It’s interesting to see how a player with a relatively small amount of experience can see his pre-season ranking fluctuate from year to year. If he has a breakout season in his first full year but follows it up with a subpar second season, he’ll be dropped in the rankings come his third year. It’s only natural. A track record of sustained success is needed to receive the benefit of the doubt. Adam Lind doesn’t have that.
In his 660 PA’s between 2007 and 2008, Lind combined to hit .260/.297/.420 with 20 home runs. If you produced those numbers over a full season you may get picked up in very deep leagues, but even 20 home runs wouldn’t be that impressive from a corner outfielder. Then 2009 happened, and Lind finally lived up to his potential. He jacked 35 home runs while leading all AL outfielders in slugging percentage and ranking 5th in ISO.
Over the past two weeks there haven’t been too many hitters hotter than Adam Lind. Over his past 12 games he’s moved his triple slash line from an abysmal .235/.280/.329 to a very respectable .312/.343/.516. An 11 game hitting streak – including seven multi-hit games and six home runs – will do that for a person. The question is, just how likely is he to keep improving this season and get back to his 2009 form? Let’s take a look at some of his plate discipline numbers.

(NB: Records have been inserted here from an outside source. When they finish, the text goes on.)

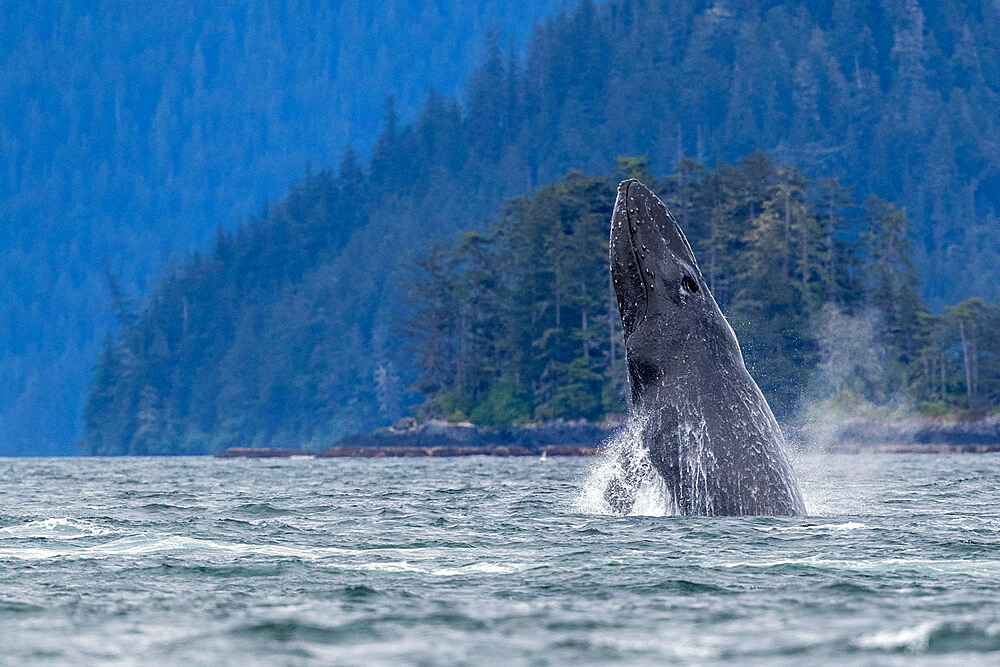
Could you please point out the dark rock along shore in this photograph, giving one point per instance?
(582, 438)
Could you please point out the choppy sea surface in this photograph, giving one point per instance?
(486, 560)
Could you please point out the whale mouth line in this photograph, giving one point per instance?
(635, 251)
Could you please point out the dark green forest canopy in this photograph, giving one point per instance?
(519, 323)
(894, 98)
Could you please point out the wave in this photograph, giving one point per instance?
(934, 637)
(56, 528)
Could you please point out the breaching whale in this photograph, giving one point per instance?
(705, 426)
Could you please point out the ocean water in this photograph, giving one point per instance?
(483, 560)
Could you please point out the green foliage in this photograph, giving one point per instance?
(821, 292)
(286, 332)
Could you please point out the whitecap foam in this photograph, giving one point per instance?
(57, 528)
(481, 568)
(914, 638)
(625, 446)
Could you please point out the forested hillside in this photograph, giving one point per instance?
(130, 130)
(897, 99)
(520, 323)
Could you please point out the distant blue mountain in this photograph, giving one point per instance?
(130, 130)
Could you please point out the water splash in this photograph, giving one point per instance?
(625, 463)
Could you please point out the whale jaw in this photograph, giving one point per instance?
(708, 430)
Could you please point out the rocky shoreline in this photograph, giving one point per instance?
(408, 438)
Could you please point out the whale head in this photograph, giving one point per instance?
(671, 322)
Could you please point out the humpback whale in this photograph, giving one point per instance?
(704, 425)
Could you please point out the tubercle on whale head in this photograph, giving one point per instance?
(664, 301)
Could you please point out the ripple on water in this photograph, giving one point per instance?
(205, 561)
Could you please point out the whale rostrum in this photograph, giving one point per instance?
(706, 428)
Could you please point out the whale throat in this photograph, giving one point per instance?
(700, 432)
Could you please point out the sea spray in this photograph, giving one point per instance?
(625, 464)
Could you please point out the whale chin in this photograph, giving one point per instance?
(706, 428)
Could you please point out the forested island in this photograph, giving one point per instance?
(333, 312)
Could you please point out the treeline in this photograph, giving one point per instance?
(130, 131)
(236, 345)
(520, 323)
(898, 98)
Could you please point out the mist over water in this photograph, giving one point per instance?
(488, 560)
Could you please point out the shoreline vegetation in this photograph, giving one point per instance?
(437, 438)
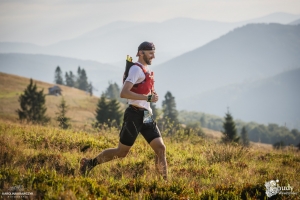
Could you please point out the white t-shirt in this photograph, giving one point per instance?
(136, 75)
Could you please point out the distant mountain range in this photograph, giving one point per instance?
(42, 67)
(270, 100)
(296, 22)
(251, 52)
(111, 43)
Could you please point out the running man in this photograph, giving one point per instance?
(138, 88)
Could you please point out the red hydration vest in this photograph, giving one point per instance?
(147, 85)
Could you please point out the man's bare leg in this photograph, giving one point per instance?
(160, 160)
(107, 155)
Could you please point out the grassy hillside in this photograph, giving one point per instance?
(81, 105)
(44, 161)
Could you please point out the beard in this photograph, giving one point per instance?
(147, 60)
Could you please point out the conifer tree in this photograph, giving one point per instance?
(32, 103)
(230, 133)
(70, 79)
(113, 91)
(58, 76)
(108, 112)
(63, 120)
(101, 111)
(82, 80)
(90, 89)
(244, 137)
(169, 109)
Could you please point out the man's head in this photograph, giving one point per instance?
(146, 52)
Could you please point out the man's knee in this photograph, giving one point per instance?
(160, 150)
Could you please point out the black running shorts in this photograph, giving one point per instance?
(133, 125)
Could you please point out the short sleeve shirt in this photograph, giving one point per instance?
(136, 75)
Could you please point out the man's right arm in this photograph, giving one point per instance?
(127, 94)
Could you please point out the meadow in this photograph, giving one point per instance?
(44, 160)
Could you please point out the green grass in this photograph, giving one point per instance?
(45, 161)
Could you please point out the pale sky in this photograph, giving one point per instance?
(45, 22)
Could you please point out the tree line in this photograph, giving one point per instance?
(108, 112)
(79, 81)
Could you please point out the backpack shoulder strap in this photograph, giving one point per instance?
(141, 66)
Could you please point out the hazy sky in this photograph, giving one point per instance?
(48, 21)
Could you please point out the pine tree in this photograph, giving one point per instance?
(90, 89)
(113, 91)
(32, 105)
(83, 81)
(64, 122)
(244, 137)
(101, 111)
(70, 79)
(230, 133)
(108, 112)
(58, 76)
(169, 109)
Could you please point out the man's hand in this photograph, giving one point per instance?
(154, 97)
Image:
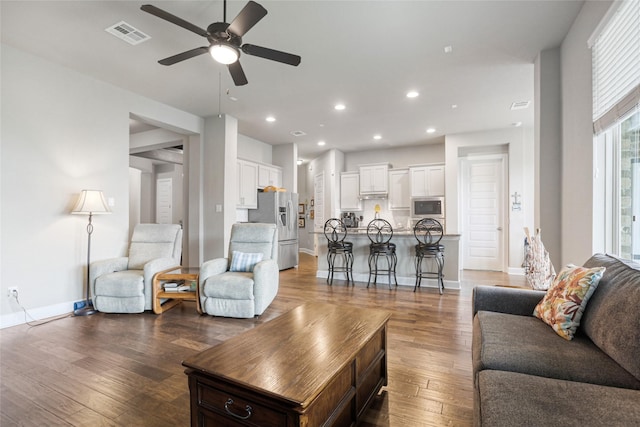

|Swinging Strike %||7.2||10.7||8.5|
As you can see, Lind is making more contact inside the strike zone, making more contact in general, and has cut back on his number of whiffs. The extra balls Lind is putting in play have resulted in a LD% of over 24.0, which has no doubt helped fuel his recent surge, but isn’t likely sustainable for a full season. Lind is also succeeding against left handed pitching in the early goings, something he failed to do all of last season. His wOBA against LHP is currently .368, while it was .156 (!) and .335 the past two seasons. As our own Joe Pawlikowski pointed out earlier this year, that .156 wOBA was the lowest in the league by 50 points. Any improvement against southpaws would have been welcomed, not to mention a return of his 2009 numbers.
His pre-season rankings and projections weren’t favorable. The most optimistic projection system had him hitting .281/.338/.497, and we had him in the lower to middle tiers of our rankings for both first base and outfield. It’s only been 140 PA, but Lind is starting to again look like the top prospect we saw break out in 2009.